Another, ‘Immune Tolerance Network’-sponsored, early phase II study of the safety and efficacy of the rabbit polyclonal anti-thymocyte globulin (ATG), in new onset type 1 diabetes mellitus to determine if this treatment can induce tolerance and thereby prolongs endogenous insulin secretion in affected individuals is being conducted by Dr. Gottlieb’s team. ATG is administered four times over five days in the hospital. The patients are then closely followed for at least two years, with the potential to be followed for up to five years to see how the medication affects the immune system and the pancreatic function.
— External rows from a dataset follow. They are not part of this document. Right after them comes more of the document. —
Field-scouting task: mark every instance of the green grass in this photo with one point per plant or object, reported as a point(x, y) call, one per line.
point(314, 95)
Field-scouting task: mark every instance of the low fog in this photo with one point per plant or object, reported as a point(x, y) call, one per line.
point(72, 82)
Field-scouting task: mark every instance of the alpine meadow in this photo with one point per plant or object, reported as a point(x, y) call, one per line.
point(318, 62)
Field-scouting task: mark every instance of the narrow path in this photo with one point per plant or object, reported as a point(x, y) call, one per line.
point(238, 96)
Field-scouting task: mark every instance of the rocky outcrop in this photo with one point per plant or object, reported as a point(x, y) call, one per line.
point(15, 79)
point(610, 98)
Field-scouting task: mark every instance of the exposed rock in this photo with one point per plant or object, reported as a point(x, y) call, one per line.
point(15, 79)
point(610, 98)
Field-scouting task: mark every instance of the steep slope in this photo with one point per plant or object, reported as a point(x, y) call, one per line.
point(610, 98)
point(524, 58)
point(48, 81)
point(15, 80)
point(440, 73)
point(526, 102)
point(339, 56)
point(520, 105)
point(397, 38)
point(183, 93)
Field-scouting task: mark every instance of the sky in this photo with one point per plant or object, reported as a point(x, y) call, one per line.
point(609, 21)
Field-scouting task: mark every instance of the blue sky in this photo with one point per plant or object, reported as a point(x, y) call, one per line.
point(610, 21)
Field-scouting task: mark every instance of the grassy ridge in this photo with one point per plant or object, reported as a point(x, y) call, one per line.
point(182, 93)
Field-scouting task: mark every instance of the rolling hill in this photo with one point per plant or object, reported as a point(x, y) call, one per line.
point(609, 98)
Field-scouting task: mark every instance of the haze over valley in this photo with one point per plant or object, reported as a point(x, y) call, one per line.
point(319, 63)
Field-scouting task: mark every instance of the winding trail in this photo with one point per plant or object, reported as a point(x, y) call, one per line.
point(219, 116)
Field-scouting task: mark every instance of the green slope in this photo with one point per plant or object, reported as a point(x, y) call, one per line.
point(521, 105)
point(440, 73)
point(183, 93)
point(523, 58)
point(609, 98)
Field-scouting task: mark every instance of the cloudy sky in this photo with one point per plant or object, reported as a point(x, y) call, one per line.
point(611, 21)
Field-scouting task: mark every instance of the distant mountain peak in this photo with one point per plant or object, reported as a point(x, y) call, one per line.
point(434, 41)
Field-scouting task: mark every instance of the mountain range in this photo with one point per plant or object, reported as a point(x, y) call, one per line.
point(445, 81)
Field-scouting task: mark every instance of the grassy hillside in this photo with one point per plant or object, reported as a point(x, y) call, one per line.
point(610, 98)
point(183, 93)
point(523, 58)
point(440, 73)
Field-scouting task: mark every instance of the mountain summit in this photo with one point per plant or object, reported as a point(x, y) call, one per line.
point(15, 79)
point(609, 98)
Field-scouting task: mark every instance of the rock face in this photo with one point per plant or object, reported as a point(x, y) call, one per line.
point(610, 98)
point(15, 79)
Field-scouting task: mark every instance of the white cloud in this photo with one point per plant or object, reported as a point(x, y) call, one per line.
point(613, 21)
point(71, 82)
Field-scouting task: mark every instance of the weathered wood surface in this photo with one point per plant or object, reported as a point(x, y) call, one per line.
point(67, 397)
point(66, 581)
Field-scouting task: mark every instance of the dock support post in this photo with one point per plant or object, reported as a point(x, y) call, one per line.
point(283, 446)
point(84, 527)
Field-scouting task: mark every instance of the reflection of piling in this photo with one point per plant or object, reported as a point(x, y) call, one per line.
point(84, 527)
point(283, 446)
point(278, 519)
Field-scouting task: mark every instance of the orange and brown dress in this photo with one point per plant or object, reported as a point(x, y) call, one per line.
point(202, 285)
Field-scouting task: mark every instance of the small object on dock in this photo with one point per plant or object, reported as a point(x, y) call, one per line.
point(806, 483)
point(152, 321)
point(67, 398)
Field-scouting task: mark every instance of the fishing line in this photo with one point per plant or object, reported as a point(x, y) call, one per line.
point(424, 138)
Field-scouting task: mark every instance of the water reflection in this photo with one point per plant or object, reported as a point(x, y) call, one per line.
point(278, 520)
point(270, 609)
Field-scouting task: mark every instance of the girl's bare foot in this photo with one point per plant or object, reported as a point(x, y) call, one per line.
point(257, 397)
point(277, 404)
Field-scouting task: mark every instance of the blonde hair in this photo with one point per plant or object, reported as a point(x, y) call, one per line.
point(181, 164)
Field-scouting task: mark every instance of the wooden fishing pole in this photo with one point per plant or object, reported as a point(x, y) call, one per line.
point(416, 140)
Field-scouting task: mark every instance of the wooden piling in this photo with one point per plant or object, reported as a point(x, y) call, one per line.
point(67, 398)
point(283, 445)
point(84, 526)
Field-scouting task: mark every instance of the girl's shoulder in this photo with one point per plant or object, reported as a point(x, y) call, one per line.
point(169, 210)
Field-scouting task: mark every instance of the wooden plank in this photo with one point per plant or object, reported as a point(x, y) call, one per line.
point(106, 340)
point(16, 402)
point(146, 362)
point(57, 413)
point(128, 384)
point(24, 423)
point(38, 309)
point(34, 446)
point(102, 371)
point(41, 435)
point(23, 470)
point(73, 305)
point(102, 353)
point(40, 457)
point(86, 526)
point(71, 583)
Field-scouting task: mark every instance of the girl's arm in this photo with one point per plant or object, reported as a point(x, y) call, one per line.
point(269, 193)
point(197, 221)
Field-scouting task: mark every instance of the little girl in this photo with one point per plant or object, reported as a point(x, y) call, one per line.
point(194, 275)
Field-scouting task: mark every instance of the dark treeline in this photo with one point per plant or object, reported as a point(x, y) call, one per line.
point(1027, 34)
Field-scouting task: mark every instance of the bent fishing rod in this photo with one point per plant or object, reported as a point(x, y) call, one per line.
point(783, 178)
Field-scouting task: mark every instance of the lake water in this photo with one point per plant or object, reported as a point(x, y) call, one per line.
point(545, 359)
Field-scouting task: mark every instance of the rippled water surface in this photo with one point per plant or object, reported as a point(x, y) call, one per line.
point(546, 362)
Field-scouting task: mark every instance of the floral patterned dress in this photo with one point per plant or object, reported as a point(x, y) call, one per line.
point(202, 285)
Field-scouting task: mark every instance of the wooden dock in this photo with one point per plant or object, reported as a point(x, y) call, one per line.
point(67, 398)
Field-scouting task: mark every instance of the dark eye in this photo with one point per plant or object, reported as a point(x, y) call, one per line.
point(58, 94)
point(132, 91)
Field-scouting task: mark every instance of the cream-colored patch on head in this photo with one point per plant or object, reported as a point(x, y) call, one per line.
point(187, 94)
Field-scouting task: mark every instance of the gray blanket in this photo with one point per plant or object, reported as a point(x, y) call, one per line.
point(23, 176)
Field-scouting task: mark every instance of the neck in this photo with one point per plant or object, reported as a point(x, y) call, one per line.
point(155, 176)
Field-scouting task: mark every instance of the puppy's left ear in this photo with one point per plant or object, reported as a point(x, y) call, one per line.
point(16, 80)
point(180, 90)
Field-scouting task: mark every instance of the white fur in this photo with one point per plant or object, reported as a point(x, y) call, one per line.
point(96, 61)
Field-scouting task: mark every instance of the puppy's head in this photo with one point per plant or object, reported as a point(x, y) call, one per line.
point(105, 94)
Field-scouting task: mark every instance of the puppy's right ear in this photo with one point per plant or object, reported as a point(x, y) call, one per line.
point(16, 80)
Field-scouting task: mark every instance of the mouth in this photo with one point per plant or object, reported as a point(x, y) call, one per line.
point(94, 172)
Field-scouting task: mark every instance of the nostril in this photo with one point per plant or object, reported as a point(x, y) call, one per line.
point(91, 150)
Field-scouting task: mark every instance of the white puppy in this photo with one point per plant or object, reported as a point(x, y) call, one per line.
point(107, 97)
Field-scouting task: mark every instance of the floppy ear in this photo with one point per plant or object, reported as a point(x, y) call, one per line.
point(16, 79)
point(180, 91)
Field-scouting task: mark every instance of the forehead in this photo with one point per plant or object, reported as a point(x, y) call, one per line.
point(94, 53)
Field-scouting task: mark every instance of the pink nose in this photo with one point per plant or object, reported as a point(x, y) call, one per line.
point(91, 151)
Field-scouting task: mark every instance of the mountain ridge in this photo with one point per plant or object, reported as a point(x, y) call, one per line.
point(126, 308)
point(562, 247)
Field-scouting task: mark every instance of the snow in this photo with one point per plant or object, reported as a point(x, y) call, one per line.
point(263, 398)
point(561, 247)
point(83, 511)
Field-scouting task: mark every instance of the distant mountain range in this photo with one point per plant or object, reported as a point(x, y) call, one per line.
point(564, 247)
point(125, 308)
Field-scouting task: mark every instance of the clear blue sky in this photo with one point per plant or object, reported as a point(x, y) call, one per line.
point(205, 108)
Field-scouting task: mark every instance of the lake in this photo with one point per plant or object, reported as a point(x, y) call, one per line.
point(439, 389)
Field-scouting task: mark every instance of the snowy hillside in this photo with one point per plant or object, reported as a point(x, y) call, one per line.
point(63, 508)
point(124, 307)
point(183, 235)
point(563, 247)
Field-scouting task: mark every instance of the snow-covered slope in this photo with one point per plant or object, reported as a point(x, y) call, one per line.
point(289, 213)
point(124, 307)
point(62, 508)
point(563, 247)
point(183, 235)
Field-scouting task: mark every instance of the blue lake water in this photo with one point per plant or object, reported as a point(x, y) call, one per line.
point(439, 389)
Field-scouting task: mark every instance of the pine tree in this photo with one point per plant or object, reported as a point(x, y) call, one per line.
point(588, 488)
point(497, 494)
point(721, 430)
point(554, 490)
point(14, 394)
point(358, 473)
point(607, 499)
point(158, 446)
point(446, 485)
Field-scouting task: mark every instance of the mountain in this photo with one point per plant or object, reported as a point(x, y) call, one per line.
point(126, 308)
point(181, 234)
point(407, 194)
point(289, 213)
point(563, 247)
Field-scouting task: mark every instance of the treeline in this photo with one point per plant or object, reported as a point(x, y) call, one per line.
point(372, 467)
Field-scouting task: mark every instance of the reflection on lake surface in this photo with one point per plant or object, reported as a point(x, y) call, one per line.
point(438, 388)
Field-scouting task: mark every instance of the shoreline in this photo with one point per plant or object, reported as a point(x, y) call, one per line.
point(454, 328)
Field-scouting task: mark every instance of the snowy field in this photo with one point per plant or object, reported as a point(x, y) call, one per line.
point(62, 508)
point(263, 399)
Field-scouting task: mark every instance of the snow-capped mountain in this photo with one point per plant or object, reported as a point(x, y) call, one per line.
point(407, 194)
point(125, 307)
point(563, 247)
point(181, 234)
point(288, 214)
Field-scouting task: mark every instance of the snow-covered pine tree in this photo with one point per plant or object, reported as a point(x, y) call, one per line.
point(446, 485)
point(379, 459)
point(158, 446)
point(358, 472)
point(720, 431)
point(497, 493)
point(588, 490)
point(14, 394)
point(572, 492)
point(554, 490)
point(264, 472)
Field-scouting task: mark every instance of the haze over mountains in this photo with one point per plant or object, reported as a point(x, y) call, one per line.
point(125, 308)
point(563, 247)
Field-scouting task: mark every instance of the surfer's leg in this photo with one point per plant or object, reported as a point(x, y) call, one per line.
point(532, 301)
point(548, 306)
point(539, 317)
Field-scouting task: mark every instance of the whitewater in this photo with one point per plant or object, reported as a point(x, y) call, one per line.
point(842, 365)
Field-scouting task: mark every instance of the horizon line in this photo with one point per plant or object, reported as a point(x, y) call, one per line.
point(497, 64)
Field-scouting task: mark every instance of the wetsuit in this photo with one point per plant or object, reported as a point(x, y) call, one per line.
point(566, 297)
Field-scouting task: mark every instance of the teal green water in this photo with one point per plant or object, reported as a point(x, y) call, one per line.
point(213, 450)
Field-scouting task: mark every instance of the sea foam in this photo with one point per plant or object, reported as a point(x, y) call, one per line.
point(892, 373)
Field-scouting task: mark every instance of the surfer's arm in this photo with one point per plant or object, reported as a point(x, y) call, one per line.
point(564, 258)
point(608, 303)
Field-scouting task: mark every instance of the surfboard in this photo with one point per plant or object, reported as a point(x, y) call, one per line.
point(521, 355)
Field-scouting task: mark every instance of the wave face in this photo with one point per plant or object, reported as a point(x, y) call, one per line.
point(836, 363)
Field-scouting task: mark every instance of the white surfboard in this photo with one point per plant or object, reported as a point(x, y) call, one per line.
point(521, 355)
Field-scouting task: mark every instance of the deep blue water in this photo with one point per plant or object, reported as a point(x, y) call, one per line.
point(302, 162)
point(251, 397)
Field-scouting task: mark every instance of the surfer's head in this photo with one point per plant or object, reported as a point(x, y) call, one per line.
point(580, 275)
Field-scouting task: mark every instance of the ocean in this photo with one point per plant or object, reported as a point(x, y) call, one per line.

Working with Bayhill Therapeutics, Inc. Dr. Gottlieb is also investigating the safety of an experimental agent BHT-3021. In this Phase I randomized, double-blind, dose-escalation study, injections of BHT-3021 are administered weekly for 12 weeks to evaluate the safety of the product and the effect of BHT-3021 on antibody and immune responses to autoantigens (e.g., insulin). This is the first clinical research study of BHT-3021 in humans. BHT-3021 is designed to decrease abnormal immunity to insulin, and it is also thought that BHT-3021 may decrease damage to the insulin-producing cells in the pancreas. The study is currently enrolling type 1 diabetes subjects 18 years and older.
By stopping or delaying the autoimmune process, it is hoped that participants would continue to produce endogenous insulin from their beta cells. Production of insulin allows patients to have better control of their blood glucose levels, and consequently lesser chances of developing long term complications.
To conclude, we have had very exciting few years at the Young Adult Clinic of the Barbara Davis Center and we do look forward to continuing to provide excellent care to our adults with type 1 diabetes. With a well-trained and efficient staff, intensive patient education, and clinical research, it is our hope that diabetes is a disease which anyone can successfully manage.